Miller (1998), a esse respeito assim se pronuncia:

“Podemos esbozar uma tipologia de los oyentes de quejas, pues el analista no es el único oyente de quejas em la sociedad; el médico también es um oyente de quejas, pero, uma vez que há oydo la queja, pasa a interrogar el cuerpo. Preimero lo escucha a usted y después, interviene com lãs manos o com algunos instrumentos. Terminando por el escáner, ahora, donde uno no tiene nada que

decir: com el escáner se termina la palabra, es uma pura lectura automática del cuerpo mudo; el cuerpo no es mudo, es el sujeto el que se debe callar cuando el aparato científico lee su cuerpo; usted no tiene nada que decir. Últimamente escuché que, no sé em que país, habían olvidado el paciente em el escáner por 27 horas...i um poco de descuido! Es decir, hay um saber en el cuerpo, hay um aparato para leerlo y el sujeto que habla, el ser hablante, está realmente anulado por esta operación, a tal punto que, uma vez la lectura es hecha, se olvida totalmente, como um cadáver, el ser hablante.

Esse es um oyente de quejas, el médico, quién, después de uma sessión preliminar, em cierto modo, pasa a interrogar el cuerpo.
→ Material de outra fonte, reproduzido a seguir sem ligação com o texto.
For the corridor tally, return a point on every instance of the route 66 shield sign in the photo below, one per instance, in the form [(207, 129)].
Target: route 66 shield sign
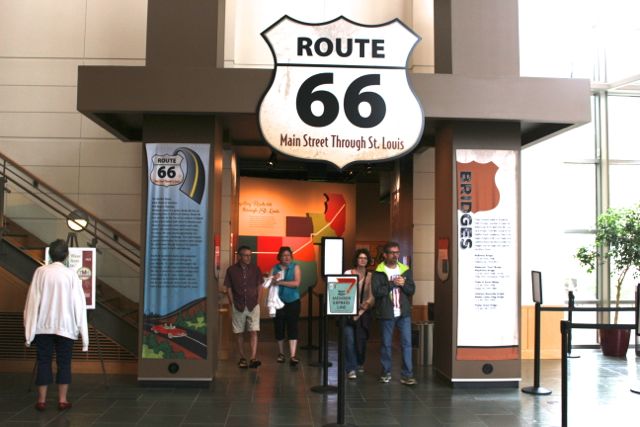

A vezes, hay que decir, hay médicos que no hacen eso; um médico general, por ejemplo, empieza a entender que mientras más escucha al paciente, menos necesita interrogar al cuerpo. He visto a um médico general – por supuesto analizante – poco a poco convertirse em uma suerte de psicoterapeuta analista, solamente postergando el momento de interrogar al cuerpo; interrogando poquito el cuerpo para ver que no haya nada orgânico grave, y descubriendo que el paciente volvia solamente para repetir su queja; es como el reinvento del psicoanálisis, el reinvento salvaje del psicoanálisis.” (MILLER, 1998, p. 28-29)

7.3.6 Causas da omissão

O medo da responsabilidade paralisa o médico, o que o leva a se omitir, como podemos ver:

Al.2: – “Medo do quê que você vai ter que dar pro paciente depois, entendeu? Dar atenção?”; “Além dessa responsabilidade - entre aspas assim - pela criança que realmente tinha uma doença e ainda pegar os problemas dela.”

Al.3: – “Pelo fato da gente colher a HV a gente vai ter que suportar tudo, né?” Al.4: – “Só abrir, tipo fazer essa única vez e nunca mais fazer nada – isso que eu acho difícil assim.”; “Ou você fica querendo resolver tudo, ou você fala assim, você se resolva.”

7.3.7 A mudança de percepção no papel do médico

Esta questão ética e o dilema do médico sofreram mudanças que foram captadas nos Pós-Testes, da forma como se segue:

Falta de clareza sobre a questão ética: Al.2: –“Até que ponto eu devia ir e até que ponto é problema dele?”;

Concepção de Retificação Subjetiva e responsabilização do paciente: Al.3: – “...o médico saber que ele é agente de transformação, mas transformar o paciente como ele próprio agente de transformação na vida dele, na história dele.”

O médico como agente de transformação social: Al.3: – “É eles que vão ver o quê que eles podem fazer por eles mesmos.”

Questionando o lugar e o papel do médico: entretanto, ao evitar ou fugir desse encontro (que é sempre faltoso mesmo), escapa-lhe uma oportunidade

preciosa – a de conhecer com um pouco mais de profundidade o seu paciente. Ele se sente incapaz de formular pelo menos uma hipótese diagnóstica prévia , para poder se situar quanto a seu próprio lugar na transferência feita por aquele paciente, o que constitui a única bússola capaz de nortear com alguma segurança a abordagem e a condução de um caso.